No es extraño que sea un reino que se herede por ”ironía y por letra”. Porque si no fuese por tan distinguida ley sucesoria, resultaría descabellado que este islote rocalloso, antiguo abrigo de filibusteros caribeños y hoy despoblado paraíso de lagartos y alimañas, hubiese suscitado tantos litigios y tuviese tan ilustre nómina de súbditos.
Su rocambolesca historia ayuda no poco en la comprensión de tanta singularidad: en 1865 un prócer irlandés afincado en Montserrat, Matthew Shiell, pensó en reclamar aquel hirsuto pedazo de tierra para legárselo a su hijo menor Matthew Philips. Y el día de su 15 cumpleaños, aquél fue coronado rey de Redonda con el nombre de Felipe I.
Con tan improbable herencia, no debería sorprender que M.P. Shiell tuviese una vida bohemia, mantuviera extravagantes costumbres y se dedicara a escribir libros de índole fantástica.
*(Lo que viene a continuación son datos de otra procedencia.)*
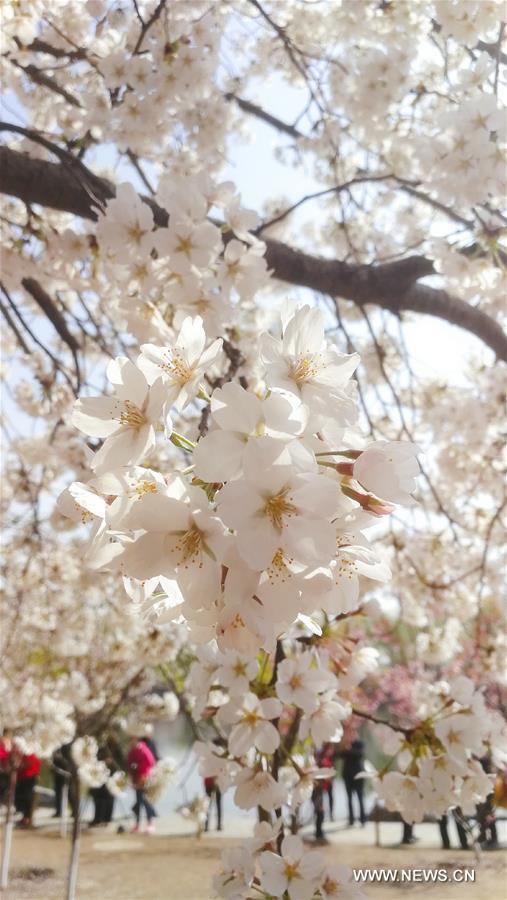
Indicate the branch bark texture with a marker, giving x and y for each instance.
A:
(393, 286)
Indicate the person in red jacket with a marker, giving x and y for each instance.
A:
(140, 762)
(28, 773)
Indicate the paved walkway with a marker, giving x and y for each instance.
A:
(241, 826)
Y que pese a la proclamación de la soberanía británica sobre Redonda y su ulterior anexión a Antigua, se le permitiese conservar de facto su utópico título.
Ya en la senectud, trabó amistad con John Gawsworth, un aspirante a escritor de temple e inclinaciones parecidas a las suyas, y supo que había dado con el más digno sucesor para su dominio. Bajo su ascendente, Shiell obtuvo de las autoridades del imperio británico el derecho a nombrar nobles y decidió que el trono pasaría siempre a otro amante de las letras. Y junto con él, recibiría los derechos literarios de sus antecesores.
Juan I, el nombre con el que ascendió Gawsworth, hizo una gran actividad de proselitismo por Redonda, y tuvo cortes en todos los pubs y figones londinenses que tuviesen a bien acogerle. Allí expendió títulos a diestra y siniestra y, en su generosa dipsomanía, también prometió y empeñó el reino en repetidas ocasiones y poco claras circunstancias.
Y de aquellos polvos, estos lodos. Pues en la actualidad, varios pretendientes reclaman sus derechos. No obstante, la versión más cabal y aceptada es que Juan I cedió in articulo mortis su corona a John Wynne-Tyson, Juan II. Y éste, tras treinta años de ejercer sus dignidades y cansado de las insidias de sus adversarios, decidió abdicar a favor de un escritor español en una de cuyas novelas aparecía Gawsworth: Javier Marías.
Con jovialidad y esmero, Marías, Xavier I para los anales dinásticos, ha hecho buena la decisión de Wynne-Tyson, pues su fructífero reinado no sólo ha supuesto un engrandecimiento de su aristocracia con toda suerte de creadores de nombradía, sino también una viva promoción del espíritu redondiano y del lema de su escudo “ride si sapis”.
Entre sus actividades, una editorial que ha permitido divulgar en castellano las obras de Shiell, Gawsworth y otros autores inéditos, y la institución de un premio a notables personalidades de las artes y las letras. Las mismas, por cierto, que forman el cuerpo de su nobleza, que cuenta entre sus filas con figuras como Francis Ford Coppola, Duque of Megalópolis; Claudio Magris, Duque de Segunda Mano o J.M Coetzee, Duque de Deshonra.
Y claro está, himno, bandera, emisión filatélica condecoraciones, embajadas y todo lo que un país pueda precisar. Con una salvedad: el acceso franco a Redonda, que en su soledad marina sólo alcanzada por la imaginación, el humor y la evocación.